Tuesday, January 27, 2009

Afstan: The Gates' mandate

So Western-style freedom may not ring after all:
Defense Secretary Robert Gates set forth modest goals for Afghanistan on Tuesday [Jan. 27], saying that success should be defined as an Afghanistan that is not a safe haven for Al Qaeda, whose people reject the rule of Taliban insurgents and support a legitimate government.

In his first congressional testimony as defense secretary under President Barack Obama, Gates cautioned that success in Afghanistan also requires security progress in neighboring Pakistan, given the porous and violent frontier between the two nations.

Gates was pressed for details on a recent strike across the border in Pakistan in which a remotely piloted vehicle attacked a suspected insurgent target. The defense secretary said Obama, like President George W. Bush before him, was committed to going after Al Qaeda targets "wherever Al Qaeda is."

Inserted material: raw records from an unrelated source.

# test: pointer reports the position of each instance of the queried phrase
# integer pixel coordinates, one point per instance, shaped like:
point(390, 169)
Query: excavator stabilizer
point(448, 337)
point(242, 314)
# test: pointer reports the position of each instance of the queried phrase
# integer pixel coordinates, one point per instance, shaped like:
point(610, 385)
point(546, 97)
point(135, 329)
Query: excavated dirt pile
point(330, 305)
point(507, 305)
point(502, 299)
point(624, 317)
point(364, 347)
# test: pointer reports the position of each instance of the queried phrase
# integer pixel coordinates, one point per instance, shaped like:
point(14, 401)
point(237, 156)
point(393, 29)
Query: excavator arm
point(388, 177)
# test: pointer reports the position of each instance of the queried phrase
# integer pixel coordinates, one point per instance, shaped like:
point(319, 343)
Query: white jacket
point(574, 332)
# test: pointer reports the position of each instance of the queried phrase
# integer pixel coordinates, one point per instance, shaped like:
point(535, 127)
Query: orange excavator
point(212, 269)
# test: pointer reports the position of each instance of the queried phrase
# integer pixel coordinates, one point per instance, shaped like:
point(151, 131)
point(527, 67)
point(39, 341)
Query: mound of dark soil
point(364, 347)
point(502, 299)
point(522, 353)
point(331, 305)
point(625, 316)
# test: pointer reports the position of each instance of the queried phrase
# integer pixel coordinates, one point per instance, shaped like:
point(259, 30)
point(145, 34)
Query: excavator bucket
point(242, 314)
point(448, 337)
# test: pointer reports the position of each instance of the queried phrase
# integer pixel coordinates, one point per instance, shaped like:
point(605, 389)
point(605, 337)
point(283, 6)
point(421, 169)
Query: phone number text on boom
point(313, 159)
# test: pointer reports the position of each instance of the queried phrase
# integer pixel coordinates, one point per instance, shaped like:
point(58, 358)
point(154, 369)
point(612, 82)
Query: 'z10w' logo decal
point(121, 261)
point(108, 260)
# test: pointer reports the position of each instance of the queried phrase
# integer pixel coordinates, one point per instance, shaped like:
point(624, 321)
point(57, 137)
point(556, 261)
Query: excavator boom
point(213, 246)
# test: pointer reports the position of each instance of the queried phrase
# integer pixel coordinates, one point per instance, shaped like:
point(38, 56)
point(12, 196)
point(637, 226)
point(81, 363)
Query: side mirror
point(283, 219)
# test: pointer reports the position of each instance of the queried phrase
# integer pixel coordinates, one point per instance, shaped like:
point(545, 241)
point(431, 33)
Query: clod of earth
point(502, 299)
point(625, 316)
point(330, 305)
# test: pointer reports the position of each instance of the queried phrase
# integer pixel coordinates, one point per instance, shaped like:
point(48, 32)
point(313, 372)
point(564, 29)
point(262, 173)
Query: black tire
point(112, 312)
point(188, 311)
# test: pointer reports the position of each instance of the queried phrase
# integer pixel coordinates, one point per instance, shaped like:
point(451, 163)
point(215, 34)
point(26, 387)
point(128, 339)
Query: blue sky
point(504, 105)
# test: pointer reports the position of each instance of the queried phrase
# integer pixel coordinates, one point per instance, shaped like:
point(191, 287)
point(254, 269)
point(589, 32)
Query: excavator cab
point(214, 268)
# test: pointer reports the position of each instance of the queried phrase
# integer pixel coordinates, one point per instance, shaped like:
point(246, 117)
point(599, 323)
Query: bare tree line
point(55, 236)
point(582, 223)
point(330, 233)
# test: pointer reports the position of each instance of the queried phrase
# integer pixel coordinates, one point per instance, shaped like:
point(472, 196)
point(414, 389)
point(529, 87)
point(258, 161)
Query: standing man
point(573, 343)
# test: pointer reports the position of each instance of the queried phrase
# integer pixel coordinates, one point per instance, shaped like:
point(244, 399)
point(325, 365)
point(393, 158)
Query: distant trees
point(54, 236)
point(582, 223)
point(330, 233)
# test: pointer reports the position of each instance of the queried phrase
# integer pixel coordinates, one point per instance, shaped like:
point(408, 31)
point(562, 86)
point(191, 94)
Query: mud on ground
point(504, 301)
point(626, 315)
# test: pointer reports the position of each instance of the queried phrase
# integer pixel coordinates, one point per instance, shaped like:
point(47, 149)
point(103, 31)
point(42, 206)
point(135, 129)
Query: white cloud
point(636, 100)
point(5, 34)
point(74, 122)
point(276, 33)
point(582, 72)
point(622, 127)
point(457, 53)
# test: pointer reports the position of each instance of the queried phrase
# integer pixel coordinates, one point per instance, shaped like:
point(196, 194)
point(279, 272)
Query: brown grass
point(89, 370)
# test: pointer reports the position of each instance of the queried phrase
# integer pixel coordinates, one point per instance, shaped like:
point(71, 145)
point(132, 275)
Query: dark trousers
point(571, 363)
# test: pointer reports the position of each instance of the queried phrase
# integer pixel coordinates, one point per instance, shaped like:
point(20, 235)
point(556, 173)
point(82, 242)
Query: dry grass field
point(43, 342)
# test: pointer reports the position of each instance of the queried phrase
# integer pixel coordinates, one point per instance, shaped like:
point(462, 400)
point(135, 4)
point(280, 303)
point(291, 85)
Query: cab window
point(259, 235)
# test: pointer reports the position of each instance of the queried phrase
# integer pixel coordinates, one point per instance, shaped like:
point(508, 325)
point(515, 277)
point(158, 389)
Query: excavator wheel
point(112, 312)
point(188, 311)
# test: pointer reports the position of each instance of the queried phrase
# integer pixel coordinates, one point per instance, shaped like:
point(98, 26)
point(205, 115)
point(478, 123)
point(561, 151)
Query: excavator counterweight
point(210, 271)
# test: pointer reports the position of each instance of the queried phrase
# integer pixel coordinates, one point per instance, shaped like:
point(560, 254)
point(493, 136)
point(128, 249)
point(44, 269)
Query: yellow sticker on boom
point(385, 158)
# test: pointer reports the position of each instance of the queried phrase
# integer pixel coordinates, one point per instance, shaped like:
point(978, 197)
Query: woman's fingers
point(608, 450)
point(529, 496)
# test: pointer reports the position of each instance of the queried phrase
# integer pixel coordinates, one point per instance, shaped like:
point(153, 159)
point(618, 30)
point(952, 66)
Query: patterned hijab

He said that the Obama administration's decision to continue a policy of pursuing Al Qaeda had been communicated to the government of Pakistan.

In recent public comments, including this testimony, Gates has sought to lower expectations for the mission in Afghanistan, setting standards far below the sweeping desires of regional democratization that were a foundation of Bush administration national security policy [emphasis added].

"There is little doubt that our greatest military challenge right now is Afghanistan," Gates told the Senate Armed Services Committee. "President Obama has made it clear that the Afghanistan theater should be our top overseas military priority."

Gates repeated the new administration's pledge to substantially increase the American troop levels there – a near doubling to more than 60,000 U.S. troops is expected – but he said the coordination with allies, development agencies and aid groups needed improvement.

"Coordination of these international efforts has been difficult, to say the least," Gates stated.

"While this will undoubtedly be a long and difficult fight, we can attain what I believe should be among our strategic objectives: above all an Afghan people who do not provide a safe haven for Al Qaeda, reject the rule of the Taliban and support the legitimate government that they have elected and in which they have a stake," Gates added...

...He added that the strategy now should be to define "more concrete goals that can be achieved realistically within three to five years in terms of re-establishing control in certain areas [emphasis added], providing security for the population, going after Al Qaeda, preventing the reestablishment of terrorism, better performance in terms of delivery of services to the people, some very concrete things."..
I wonder if any of our media will ask our government for their reaction to this less than uplifting, sadly realistic I suspect, assessment.